In each case, however, these detection procedures have serious disadvantages. First, when the reaction vessel containing a relatively high concentration of the amplified product is opened, a splash or aerosol is usually formed. Such a splash or aerosol can be sources of potential contamination, and contamination of negative, or not-yet amplified, nucleic acids is a serious problem and may lead to erroneous results.
Similar problems concerning contamination may involve the work areas and equipment used for sample preparation, preparation of the reaction reagents, amplification, and analysis of the reaction products. Such contamination may also occur through contact transfer (carryover), or by aerosol generation.
Furthermore, these previously described detection procedures are time-consuming and labor intensive. In the case of both hybridization probes and hapten detection, the amplification reaction vessel must be opened and the contents transferred to another vessel, medium or instrument. Such an "open" detection system is disadvantageous as it leads to further contamination problems, both airborne and carryover.

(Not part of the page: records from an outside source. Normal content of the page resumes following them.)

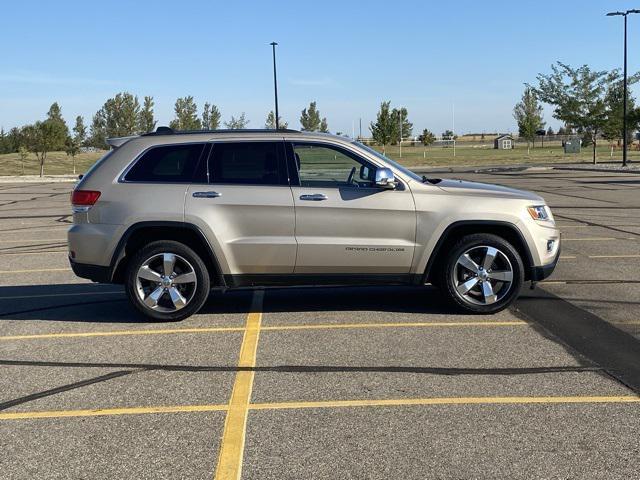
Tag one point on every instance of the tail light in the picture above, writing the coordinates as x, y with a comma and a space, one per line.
83, 200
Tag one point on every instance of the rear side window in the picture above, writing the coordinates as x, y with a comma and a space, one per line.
248, 163
168, 163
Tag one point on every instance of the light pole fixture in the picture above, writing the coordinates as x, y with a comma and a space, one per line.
624, 88
275, 83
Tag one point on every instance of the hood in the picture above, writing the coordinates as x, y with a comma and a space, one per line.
461, 187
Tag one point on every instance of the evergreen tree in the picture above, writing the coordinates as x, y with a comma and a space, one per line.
118, 117
146, 122
382, 129
270, 123
59, 130
310, 119
186, 115
427, 138
210, 117
398, 115
578, 96
80, 132
528, 115
239, 123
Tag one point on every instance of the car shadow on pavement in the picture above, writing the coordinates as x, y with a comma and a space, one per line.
108, 303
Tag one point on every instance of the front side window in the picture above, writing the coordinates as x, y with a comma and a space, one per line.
248, 163
167, 163
325, 166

Thus, a need emerges for detecting amplified nucleic acids in a closed system in order to eliminate the potential for contamination. Also, a need emerges for a method of amplifying and detecting the target nucleic acid in an operationally simple, yet highly sensitive manner. The ability to detect the amplification product in a sealed vessel, or in a closed system, offers useful advantages over existing prior art methods, including the ability to monitor the amplification of target nucleic acid throughout the course of the reaction.

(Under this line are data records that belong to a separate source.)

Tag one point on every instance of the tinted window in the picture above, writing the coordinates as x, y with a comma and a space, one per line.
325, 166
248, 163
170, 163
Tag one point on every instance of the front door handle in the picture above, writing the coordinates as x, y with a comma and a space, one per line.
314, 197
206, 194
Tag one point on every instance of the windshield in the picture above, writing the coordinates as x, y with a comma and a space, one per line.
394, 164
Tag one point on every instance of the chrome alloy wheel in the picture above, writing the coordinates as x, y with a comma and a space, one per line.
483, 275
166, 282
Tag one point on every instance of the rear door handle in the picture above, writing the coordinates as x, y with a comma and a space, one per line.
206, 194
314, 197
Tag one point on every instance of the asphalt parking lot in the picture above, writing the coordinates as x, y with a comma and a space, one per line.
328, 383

The use of total internal reflection fluorescence techniques is known in the art with respect to immunoassays [Harrick, et al., Anal. Chem., 45:687 (1973)]. Devices and methods that use total internal reflection fluorescence for immunoassays have been described in the art by Hirschfield, U.S. Pat. Nos. 4,447,564, 4,577,109, and 4,654,532; Hirschfield and Block, U.S. Pat. Nos. 4,716,121 and 4,582,809, which are all incorporated herein by reference. Other descriptions and uses are given by Glass, U.S. Pat. No. 4,844,869; Andarde, U.S. Pat. No. 4,368,047; Hirschfield, GB 2,190,189A; Lackie, WO 90/067,229; Block, GB 2,235,292A, and Carter et al., U.S. Pat. No. 4,608,344.

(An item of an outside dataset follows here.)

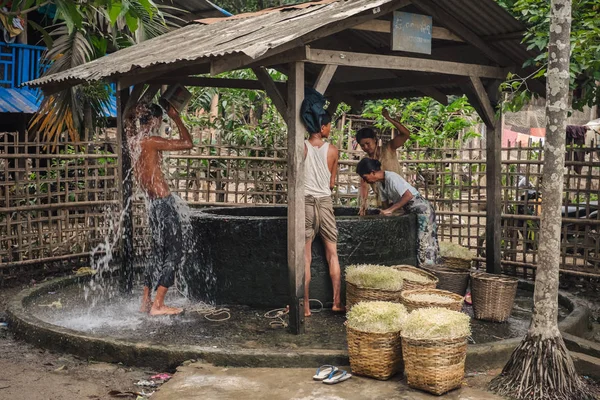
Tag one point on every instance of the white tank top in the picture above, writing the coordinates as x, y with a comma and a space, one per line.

Use of total internal reflection elements allows performing a homogeneous assay (i.e. free of separation and wash steps) for members of specific binding pairs. Several applications of this principle are known in the art [such as Kronick, et al. J. Immunol. Methods, 8:235 (1975) and U.S. Pat. No. 3,604,927] for hapten assays and for immunoassay of macromolecules [Sutherland et al., J. Immunol. Methods, 74:253 (1984)].
In known total internal reflectance methods, however, the slow diffusion of members of specific binding pairs from the bulk of the solution to the surface of the TIR element creates a limitation in using TIR fluorescence techniques. Thus, prior art devices have used capillary tubes or flow cells to enhance diffusion either by limiting the diffusion distances or by continuous exposure to fresh reactant stream, or both. But these systems, too, have drawbacks that make them less than optimal for clinical biological applications. Capillary tubes are difficult to manipulate and are not easily automated. Flow cells require extensive washing in an effort to reduce carryover contamination before they can be reused.
Thus, in addition to a need for contamination-free, closed amplification systems, there is also a need in the art for better TIR assay systems that are more easily automated and even disposable if desired.